Su ke printing plate eighth grade first volume mathematics final examination paper 1. Fill in the blanks (2 points for each question, ***24 points)
The arithmetic square root of 1.9 is; The cube root of -27 is.
2. Point A (3, -4) is located in the fourth quadrant, and the distance from point A to the origin O is equal to.
3. If the average value of data 2, x, 4 and 8 is 4, then the mode of this set of data is; The median is.
4. It is known that point A (3, b) and point B (a, -2) are symmetrical about y axis, then A =;; b=。

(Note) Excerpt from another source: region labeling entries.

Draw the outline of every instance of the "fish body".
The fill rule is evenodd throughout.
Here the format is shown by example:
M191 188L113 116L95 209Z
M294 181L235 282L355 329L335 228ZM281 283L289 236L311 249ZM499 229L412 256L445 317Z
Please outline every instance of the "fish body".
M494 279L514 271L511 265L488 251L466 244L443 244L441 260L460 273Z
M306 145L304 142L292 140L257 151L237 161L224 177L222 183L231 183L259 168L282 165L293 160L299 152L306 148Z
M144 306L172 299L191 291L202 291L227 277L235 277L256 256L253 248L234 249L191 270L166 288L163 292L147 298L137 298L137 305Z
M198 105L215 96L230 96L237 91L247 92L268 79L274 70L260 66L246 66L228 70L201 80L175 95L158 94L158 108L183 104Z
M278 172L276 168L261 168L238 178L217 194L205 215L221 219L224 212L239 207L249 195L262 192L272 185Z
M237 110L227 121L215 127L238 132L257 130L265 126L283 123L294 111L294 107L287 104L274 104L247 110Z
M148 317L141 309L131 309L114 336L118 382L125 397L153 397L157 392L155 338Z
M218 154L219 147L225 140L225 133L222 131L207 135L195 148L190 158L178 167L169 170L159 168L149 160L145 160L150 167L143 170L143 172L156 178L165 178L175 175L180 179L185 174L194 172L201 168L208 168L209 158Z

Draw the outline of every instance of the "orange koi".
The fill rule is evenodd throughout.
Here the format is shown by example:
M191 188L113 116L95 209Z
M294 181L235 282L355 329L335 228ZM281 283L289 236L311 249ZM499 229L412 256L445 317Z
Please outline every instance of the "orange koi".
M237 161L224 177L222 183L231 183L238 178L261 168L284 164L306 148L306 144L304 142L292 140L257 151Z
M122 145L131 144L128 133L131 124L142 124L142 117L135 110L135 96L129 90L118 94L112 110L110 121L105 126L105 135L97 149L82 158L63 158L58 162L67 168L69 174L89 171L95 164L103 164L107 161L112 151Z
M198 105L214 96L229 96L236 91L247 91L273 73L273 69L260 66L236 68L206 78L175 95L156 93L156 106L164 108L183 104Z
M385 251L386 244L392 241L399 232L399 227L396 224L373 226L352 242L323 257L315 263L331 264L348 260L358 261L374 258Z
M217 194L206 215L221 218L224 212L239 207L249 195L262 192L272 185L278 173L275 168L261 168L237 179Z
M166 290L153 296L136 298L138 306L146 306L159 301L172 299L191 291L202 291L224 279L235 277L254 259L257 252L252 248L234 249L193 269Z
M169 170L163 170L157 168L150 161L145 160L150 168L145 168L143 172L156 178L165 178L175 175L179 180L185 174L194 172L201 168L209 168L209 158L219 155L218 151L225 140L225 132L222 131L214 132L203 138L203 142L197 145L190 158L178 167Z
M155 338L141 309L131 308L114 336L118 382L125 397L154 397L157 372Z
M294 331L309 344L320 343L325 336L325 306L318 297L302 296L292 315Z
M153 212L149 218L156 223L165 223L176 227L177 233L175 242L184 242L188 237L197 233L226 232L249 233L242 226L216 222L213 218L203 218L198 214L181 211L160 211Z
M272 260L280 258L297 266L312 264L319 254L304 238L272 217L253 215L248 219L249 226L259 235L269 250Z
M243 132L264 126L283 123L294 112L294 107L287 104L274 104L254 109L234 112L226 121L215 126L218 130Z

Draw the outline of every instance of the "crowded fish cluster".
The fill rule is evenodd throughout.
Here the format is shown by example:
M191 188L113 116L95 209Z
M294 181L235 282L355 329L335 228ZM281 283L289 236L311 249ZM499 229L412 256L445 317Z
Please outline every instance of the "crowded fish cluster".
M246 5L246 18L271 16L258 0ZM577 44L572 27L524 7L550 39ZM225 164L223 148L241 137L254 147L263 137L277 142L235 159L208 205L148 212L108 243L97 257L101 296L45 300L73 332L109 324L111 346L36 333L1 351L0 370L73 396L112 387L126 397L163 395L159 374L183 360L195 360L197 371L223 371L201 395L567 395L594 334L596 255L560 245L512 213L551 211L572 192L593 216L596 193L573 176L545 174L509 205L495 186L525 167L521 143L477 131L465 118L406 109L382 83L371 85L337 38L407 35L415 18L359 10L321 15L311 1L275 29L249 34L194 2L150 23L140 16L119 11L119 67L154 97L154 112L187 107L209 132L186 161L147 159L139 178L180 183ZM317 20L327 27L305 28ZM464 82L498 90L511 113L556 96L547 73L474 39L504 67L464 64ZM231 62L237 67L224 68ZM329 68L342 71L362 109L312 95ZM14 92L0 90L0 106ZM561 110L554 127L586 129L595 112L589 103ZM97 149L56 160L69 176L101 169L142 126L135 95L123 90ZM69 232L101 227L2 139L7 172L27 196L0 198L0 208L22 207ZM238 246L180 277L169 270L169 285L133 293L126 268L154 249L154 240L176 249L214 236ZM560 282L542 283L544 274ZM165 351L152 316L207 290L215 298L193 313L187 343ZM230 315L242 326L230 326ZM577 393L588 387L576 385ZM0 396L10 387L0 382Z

5. If it is known that the image of the linear function intersects with X at point A (2 2,0), then k =;; The value of this function y increases with the increase of x (padding increases or decreases).
6. In the isosceles triangle △ABC,? A=4? B. (1) What if? A is the vertex angle, then? c =; (2) What if? A is the bottom corner, then? C=。

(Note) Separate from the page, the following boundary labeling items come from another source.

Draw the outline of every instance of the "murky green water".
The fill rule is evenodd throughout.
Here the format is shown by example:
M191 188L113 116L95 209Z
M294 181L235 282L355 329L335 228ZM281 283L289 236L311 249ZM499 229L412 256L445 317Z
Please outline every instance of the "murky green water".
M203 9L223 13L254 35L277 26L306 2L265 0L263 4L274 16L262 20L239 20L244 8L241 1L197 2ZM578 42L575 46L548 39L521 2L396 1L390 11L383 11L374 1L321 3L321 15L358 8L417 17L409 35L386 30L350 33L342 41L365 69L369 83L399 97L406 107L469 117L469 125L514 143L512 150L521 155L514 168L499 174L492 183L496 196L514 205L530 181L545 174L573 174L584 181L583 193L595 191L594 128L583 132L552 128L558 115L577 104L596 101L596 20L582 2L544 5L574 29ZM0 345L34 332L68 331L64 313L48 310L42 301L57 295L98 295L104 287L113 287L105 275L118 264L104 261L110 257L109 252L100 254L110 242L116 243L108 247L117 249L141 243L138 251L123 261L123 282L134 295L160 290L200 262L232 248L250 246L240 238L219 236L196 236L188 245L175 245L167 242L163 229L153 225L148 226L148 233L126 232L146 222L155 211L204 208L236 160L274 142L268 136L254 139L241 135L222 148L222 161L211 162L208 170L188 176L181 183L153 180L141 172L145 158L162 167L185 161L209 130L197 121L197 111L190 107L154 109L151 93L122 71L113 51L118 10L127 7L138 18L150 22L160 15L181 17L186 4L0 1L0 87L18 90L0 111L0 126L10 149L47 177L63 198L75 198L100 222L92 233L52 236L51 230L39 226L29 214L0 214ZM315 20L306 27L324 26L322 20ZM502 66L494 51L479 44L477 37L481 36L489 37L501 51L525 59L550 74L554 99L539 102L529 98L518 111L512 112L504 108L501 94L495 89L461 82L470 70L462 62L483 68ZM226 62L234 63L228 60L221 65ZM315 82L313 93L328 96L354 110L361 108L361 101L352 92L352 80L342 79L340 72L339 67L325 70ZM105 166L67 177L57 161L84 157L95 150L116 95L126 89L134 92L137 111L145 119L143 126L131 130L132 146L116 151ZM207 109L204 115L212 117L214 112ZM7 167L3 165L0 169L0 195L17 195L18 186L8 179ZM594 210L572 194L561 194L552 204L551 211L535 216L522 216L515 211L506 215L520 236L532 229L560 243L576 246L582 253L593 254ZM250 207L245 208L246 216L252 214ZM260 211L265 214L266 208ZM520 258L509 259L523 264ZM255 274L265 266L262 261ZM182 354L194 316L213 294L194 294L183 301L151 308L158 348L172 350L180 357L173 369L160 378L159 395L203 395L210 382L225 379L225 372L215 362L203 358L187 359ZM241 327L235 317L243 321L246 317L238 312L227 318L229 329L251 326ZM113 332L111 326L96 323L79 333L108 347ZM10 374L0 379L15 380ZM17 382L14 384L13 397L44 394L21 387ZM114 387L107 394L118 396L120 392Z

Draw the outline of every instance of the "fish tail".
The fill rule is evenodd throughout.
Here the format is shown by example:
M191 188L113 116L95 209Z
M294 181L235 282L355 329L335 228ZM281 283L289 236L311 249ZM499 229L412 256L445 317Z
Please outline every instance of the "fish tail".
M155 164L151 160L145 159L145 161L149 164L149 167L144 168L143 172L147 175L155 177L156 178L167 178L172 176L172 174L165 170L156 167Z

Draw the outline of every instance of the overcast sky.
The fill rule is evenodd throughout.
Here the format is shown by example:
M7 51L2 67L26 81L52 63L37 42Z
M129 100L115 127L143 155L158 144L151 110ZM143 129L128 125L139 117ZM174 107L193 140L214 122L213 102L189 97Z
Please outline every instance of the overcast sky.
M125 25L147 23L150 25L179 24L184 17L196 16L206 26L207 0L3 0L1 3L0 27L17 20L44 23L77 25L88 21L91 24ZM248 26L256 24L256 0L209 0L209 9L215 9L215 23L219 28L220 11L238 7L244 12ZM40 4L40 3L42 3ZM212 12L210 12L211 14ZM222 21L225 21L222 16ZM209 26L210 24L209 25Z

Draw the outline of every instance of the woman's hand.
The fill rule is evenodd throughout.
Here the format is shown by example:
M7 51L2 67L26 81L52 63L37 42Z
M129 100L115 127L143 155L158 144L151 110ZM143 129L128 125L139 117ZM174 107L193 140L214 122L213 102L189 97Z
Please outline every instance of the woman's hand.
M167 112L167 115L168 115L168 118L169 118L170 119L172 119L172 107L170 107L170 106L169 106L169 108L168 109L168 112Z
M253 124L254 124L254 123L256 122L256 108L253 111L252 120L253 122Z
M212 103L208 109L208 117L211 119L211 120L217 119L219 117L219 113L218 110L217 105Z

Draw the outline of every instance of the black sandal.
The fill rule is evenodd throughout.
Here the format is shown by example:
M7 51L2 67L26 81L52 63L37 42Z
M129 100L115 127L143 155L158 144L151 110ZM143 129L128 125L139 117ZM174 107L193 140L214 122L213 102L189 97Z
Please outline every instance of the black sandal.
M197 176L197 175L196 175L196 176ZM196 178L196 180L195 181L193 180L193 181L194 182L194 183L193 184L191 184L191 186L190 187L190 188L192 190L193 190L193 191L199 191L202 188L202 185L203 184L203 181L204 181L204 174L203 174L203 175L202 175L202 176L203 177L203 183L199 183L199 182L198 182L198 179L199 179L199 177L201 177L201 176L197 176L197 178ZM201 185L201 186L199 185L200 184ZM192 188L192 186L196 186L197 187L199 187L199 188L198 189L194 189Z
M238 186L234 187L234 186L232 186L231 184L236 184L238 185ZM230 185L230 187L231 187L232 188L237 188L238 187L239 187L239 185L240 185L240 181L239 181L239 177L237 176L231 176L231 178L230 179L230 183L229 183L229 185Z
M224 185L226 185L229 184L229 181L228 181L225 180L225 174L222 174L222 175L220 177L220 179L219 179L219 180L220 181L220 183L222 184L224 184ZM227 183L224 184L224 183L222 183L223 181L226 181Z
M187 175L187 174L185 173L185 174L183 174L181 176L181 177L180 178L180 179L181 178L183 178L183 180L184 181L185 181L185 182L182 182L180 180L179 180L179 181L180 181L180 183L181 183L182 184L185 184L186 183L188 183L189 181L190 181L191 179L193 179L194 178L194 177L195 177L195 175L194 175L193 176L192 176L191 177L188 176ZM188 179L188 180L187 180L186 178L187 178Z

7. The area of the diamond is 24cm2, the length of one diagonal line is 8cm, and the length of the other diagonal line is: the circumference of the diamond is.
8. According to statistics, 20 1 1 year? In the first phase, a scenic spot in our city received 89,740 tourists. Keeping this number to three significant figures can be expressed by scientific notation.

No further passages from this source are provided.